フレッシュキルズ公園に、1人の獣医が到着し、装備類の準備をし、青い紙のシートを広げて敷きました。そして、雄シカの陰嚢に5分の3インチ(約1.5センチ)の切り込みを入れ、次に蔓状静脈叢を引っ張り出して、2つある精管をほぐして探り出し、両方から1インチ(約2.5センチ)ほどを除去しました。精管が繋がっていない状態を永遠に維持するために、獣医は管の切り口を焼灼して、さらに管にチタンクリップを付けて塞ぎました。それから、素早く太ももの傷口を縫合した後、雄シカを識別するためのタグを耳に付けました。既にこの島では約2千匹のシカに耳タグが付けられていました。耳タグが付いているシカはリスト化して識別されますが、この雄シカの欄には処置済みの印が付くことになります。一連の処置が終わったので、雄シカは麻酔の効き目を無効化する薬剤を注射されました。

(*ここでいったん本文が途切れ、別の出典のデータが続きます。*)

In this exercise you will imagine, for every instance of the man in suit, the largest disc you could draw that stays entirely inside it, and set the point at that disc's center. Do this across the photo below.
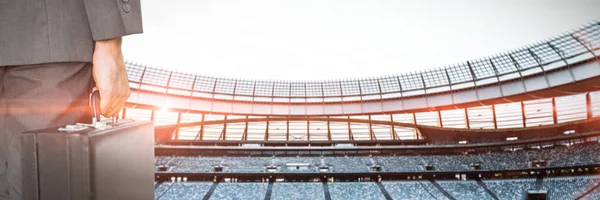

やがて、その雄シカは目を開けて耳をぴくぴく動かしてから頭を起こしました。それから立ち上がって夜の闇の中に消えていきました。立ち去った後には2インチ(約5セント)ほどの体片が残っていました。精管切除処置はわずか5分しかかかりませんでした。スティーブンスらはニューヨーク市の委託により雄シカの精管切除を主として行っていますが、時として批判されることもあります。